I really can’t blame the landowner to the east for gating off his land. There’s something about open ground in the middle of nowhere that invites dumping.

Looking across a gully at the escarpment.

The light bed at top is calichified cap rock. Beneath is the Ceja Formation. Or I think so; my geologic map is older, the Ceja Formation had not yet been defined at the time, and this is simply mapped as Tertiary gravel. But that’s what the Ceja Formation is, and that’s what this map shows at the Ceja Formation type section. Beyond is the radar dome.

Hole eroded through the caprock.

More caprock.

I find myself wondering if this distinctive caprock is the Ceja Formation. But no; the paper defining the formation mentions the caprock as merely the uppermost bed of the Ceja Formation.

Another view north.

If I just wanted a picture of the Ceja Formation, this would be splendid. And I may yet upload this to Wikipedia. But I really want the type section, which is further north. I find that the escarpment runs into a fence next to the radar dome, but here there is a faint jeep trail that takes me north along the fence past the solar farm and to the southern escarpment of El Rincon, where the type section is located.

“El Rincon”, “The Corner”, is another common place name in New Mexico, particularly applied to things like box canyons.

The southern rim is capped with honest-to-goodness sand dunes.

And on the far side is El Rincon.

And here’s the Ceja type section.

Not ideal. The best time would probably be an early spring morning, for ideal lighting. But it will do.

I take a couple more pictures, as insurance, but then I’m done and start back. I take a moment to admire a wildflower.

Desert morning glory. I can add this to my “Life Persists” collection.

Then back along the jeep trail. I find the trail crossing what looks much like river gravel.

That would not be entirely out of place here. But it may be construction gravel brought in from elsewhere; I’m right next to the radar station.

The trail goes up a little hill, rather steeply, and steeply down the other side.

Well, I did wonder what kids out here did for fun. Apparently they mountain bike.

The car is still there and the fish seem okay. I guzzle some water (it’s a hot day) and head back to the Coors exit. I find a shopping mall where there is a Home Depot (I pick up some bar and chain oil; one of my trees needs trimming) and a Walmart (some groceries for the kids) and the Petsmart. The Petsmart, alas, has neither rainbow fish nor otos.

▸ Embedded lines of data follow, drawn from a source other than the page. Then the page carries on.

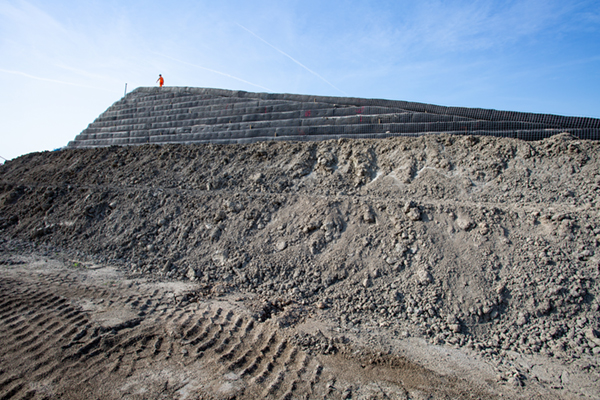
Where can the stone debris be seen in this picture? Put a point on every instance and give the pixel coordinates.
(491, 245)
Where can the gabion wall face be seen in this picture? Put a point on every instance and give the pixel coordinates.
(204, 115)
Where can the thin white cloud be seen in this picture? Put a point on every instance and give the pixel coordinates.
(214, 71)
(39, 78)
(293, 59)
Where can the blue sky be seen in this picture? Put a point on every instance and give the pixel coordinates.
(64, 62)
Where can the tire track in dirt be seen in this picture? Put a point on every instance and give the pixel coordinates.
(52, 344)
(91, 333)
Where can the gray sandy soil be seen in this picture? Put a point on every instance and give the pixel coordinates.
(430, 267)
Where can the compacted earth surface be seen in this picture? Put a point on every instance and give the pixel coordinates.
(433, 267)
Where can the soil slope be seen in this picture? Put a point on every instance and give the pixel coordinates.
(474, 257)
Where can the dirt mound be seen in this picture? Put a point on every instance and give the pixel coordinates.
(485, 245)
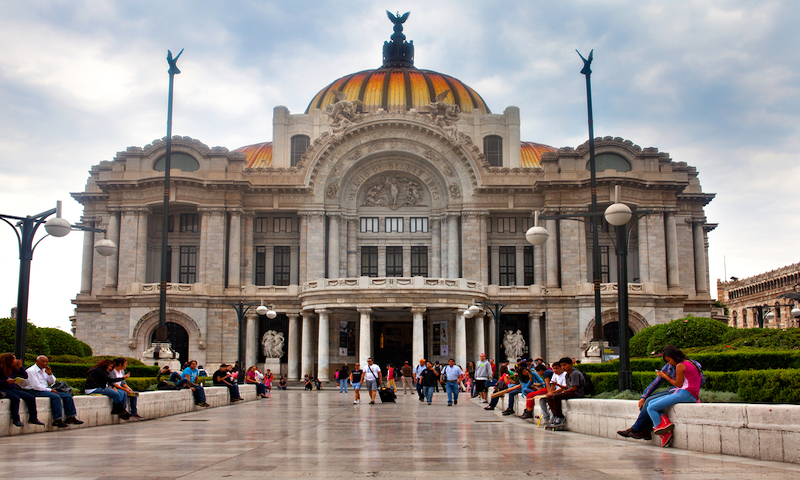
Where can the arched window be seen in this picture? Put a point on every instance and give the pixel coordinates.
(493, 150)
(179, 161)
(299, 145)
(610, 161)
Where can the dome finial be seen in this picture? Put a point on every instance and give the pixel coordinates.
(398, 52)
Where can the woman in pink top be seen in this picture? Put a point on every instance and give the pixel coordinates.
(687, 380)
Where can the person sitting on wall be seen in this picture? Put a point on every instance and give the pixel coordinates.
(98, 382)
(41, 379)
(189, 380)
(222, 378)
(11, 375)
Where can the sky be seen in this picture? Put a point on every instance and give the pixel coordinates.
(714, 83)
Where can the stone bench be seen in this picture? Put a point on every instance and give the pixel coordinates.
(96, 410)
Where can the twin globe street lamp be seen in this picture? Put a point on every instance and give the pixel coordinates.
(25, 228)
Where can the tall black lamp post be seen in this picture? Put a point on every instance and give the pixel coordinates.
(241, 313)
(25, 228)
(161, 331)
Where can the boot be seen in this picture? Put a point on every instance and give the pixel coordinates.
(663, 427)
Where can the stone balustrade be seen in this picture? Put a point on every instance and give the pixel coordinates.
(95, 410)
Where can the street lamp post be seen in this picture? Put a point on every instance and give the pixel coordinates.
(25, 228)
(241, 312)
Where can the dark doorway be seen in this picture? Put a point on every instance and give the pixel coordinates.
(392, 343)
(178, 339)
(611, 333)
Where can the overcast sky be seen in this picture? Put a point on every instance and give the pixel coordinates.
(714, 83)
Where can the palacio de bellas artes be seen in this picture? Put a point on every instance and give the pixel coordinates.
(372, 220)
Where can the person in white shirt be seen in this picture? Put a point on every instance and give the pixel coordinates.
(371, 377)
(41, 378)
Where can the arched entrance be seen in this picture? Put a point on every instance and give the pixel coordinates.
(178, 338)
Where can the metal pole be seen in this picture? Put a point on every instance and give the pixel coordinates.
(595, 219)
(624, 379)
(161, 331)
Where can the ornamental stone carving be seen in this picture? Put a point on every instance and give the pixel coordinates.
(393, 191)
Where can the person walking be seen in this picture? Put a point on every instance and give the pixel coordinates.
(355, 380)
(428, 378)
(372, 378)
(451, 374)
(418, 379)
(408, 377)
(344, 374)
(483, 372)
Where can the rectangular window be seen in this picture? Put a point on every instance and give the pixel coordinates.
(260, 225)
(188, 265)
(280, 266)
(369, 261)
(508, 266)
(528, 259)
(394, 224)
(506, 225)
(190, 223)
(261, 265)
(282, 225)
(369, 224)
(418, 225)
(419, 261)
(394, 261)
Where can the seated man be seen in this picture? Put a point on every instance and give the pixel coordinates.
(41, 378)
(222, 378)
(575, 389)
(189, 380)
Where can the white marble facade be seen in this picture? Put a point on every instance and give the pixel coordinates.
(302, 238)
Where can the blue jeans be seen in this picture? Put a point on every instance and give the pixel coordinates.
(643, 422)
(428, 393)
(55, 403)
(452, 391)
(657, 406)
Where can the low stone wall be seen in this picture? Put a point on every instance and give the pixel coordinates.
(96, 410)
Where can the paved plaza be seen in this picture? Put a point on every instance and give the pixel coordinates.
(299, 434)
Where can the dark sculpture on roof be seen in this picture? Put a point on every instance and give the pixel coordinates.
(398, 52)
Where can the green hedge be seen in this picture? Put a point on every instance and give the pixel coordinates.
(712, 362)
(752, 386)
(78, 370)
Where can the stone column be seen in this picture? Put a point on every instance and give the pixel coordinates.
(235, 249)
(251, 342)
(461, 339)
(248, 253)
(365, 335)
(112, 262)
(700, 282)
(352, 247)
(452, 246)
(673, 281)
(141, 246)
(436, 249)
(418, 345)
(333, 246)
(535, 335)
(306, 355)
(294, 347)
(323, 345)
(88, 257)
(480, 335)
(551, 254)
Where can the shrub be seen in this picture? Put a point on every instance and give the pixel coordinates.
(683, 333)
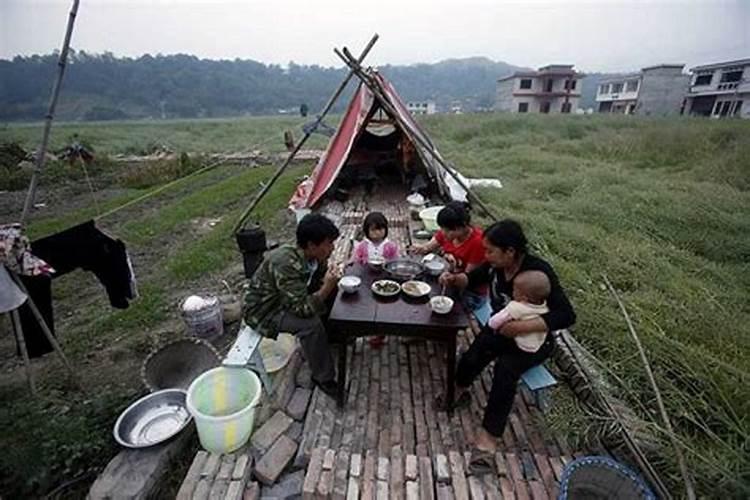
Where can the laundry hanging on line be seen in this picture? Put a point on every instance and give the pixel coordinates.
(85, 247)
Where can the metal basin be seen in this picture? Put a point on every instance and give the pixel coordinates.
(403, 269)
(152, 419)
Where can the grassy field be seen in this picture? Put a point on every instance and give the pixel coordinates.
(659, 206)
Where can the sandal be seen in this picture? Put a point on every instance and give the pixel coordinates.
(482, 462)
(463, 401)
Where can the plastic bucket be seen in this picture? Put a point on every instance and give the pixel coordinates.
(206, 322)
(222, 401)
(429, 217)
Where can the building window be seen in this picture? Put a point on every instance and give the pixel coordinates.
(731, 76)
(704, 79)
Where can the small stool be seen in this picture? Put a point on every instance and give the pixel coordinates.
(245, 352)
(538, 379)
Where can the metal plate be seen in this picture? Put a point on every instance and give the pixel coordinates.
(416, 289)
(378, 288)
(403, 269)
(152, 419)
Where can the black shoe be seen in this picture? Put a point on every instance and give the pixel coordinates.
(329, 387)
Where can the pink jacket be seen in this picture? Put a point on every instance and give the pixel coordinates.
(387, 249)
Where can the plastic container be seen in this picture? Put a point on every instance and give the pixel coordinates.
(222, 401)
(205, 321)
(429, 217)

It’s getting late enough, and my fish have been in the box long enough, that I decide not to try for any more type sections today. I take time only to stop at the Petsmart in Santa Fe. To my delight, they have some Boesmanii rainbows and I purchase two. But no otocinclus; they don’t seem to be available anywhere. Pandemic, I suppose. Rainbowfish can be bred and most sold in shops are. Otocinclus are all wild-caught; there are swarms and swarms of them in the rivers of the eastern Andes foothills, they are in no danger of extinction, and they’re hard to breed. But I’m guessing the pandemic has pretty much shut down shipments.

I get home, do some water changes in the tanks, and put the new fish in the quarantine tank. They all look reasonable good this morning, and a couple of them eat some flake food; the others may just need a while to figure out the feeding routine. If they make it past 48 hours, in my experience, they usually will do okay.


I did do some hiking last weekend, but it was for a presentation I’m tentatively scheduled to give to the Los Alamos Geological Society on September 15th. So it seems right to hold off posting those photos until after my presentation.